January 8: Thoughts in Response to Reading the New Testament
January 8, 2014

Matthew 7:1-6

Judging Others


7 “Do not judge, so that you may not be judged. 2 For with the judgment you make you will be judged, and the measure you give will be the measure you get. 3 Why do you see the speck in your neighbor’s[a] eye, but do not notice the log in your own eye? 4 Or how can you say to your neighbor,[b] ‘Let me take the speck out of your eye,’ while the log is in your own eye? 5 You hypocrite, first take the log out of your own eye, and then you will see clearly to take the speck out of your neighbor’s[c] eye.

Jesus’ words on judging others are good medicine for those of us who feel frustrated by the world around us.  This topic of judgement is one that has been on my mind a fair bit this year.  People like me who are zealous in their nature come head to head with this issue, I think. How, with our deep convictions, do we avoid the mistake of bad judgement?  Something that was helpful a couple of months ago was re-framing God's desire for myself and others in a more relative sense: To be open and obedient to God’s nudgings. That helps relax the frame of absolute behavioural and spritiual ideals, which might demand people to live in very specific ways.  Each of us it at a different place in our walk with God, and in a different life context.  Trying to be sensitive to that I think can be very helpful in avoiding the pitfall of judging others harshly.

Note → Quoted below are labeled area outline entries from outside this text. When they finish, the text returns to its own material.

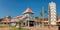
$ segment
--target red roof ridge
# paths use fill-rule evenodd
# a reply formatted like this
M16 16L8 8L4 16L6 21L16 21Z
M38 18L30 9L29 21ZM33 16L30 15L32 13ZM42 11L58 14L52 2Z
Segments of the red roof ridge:
M27 8L26 11L24 12L24 14L25 14L25 13L28 13L28 12L29 12L29 13L33 13L30 8Z

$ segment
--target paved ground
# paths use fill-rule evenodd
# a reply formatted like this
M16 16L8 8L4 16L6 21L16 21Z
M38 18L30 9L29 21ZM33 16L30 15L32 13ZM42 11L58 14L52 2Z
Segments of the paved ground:
M53 26L53 27L23 27L23 28L28 28L30 30L58 30L57 26Z

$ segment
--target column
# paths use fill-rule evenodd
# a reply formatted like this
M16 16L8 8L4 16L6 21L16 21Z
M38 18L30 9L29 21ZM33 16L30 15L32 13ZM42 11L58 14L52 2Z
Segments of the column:
M27 25L27 23L25 22L25 26Z
M28 27L29 27L29 21L28 21Z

One of my challenges, I think, is that I spend so much time alone, and so my personal context looms large and threatens to make me blind to the diversity of other people’s contexts. I find it interesting when going to another person’s home for dinner.  Sometimes while I’m there I have this sinking feeling come over me that “wow, this person’s context is different than mine”, and there is a twinge of discomfort as I relate that to the more absolute ways that I tend to view the world.

Something that has changed for me in the last year a bit is that 12 months ago I wasn’t made uncomfortable by the command to first take the plank out of one’s own eye.  This year it causes me a bit more angst.  Why I’m not quite sure.  Partly it’s that I feel a bit less close to God, and as I try and introspect what has changed, or what the “problem” is, I’m not actually sure.  One aspect of this is probably that life tends to moderate itself. We can have a mountain top experience one year, and it might pervade for a week, or a month, or a year, but over time things tend to level out again. (not to return as they were before, but also not to remain heightened at the same level forever)

Profaning the Holy

6 “Do not give what is holy to dogs; and do not throw your pearls before swine, or they will trample them under foot and turn and maul you.

This is a curious passage. A familiar one, but not one that I understand that well. I’m not sure if I’ve connected life circumstances to this with any frequency. But it has a certain urgency that get’s one’s attention. What is Jesus trying to say to us?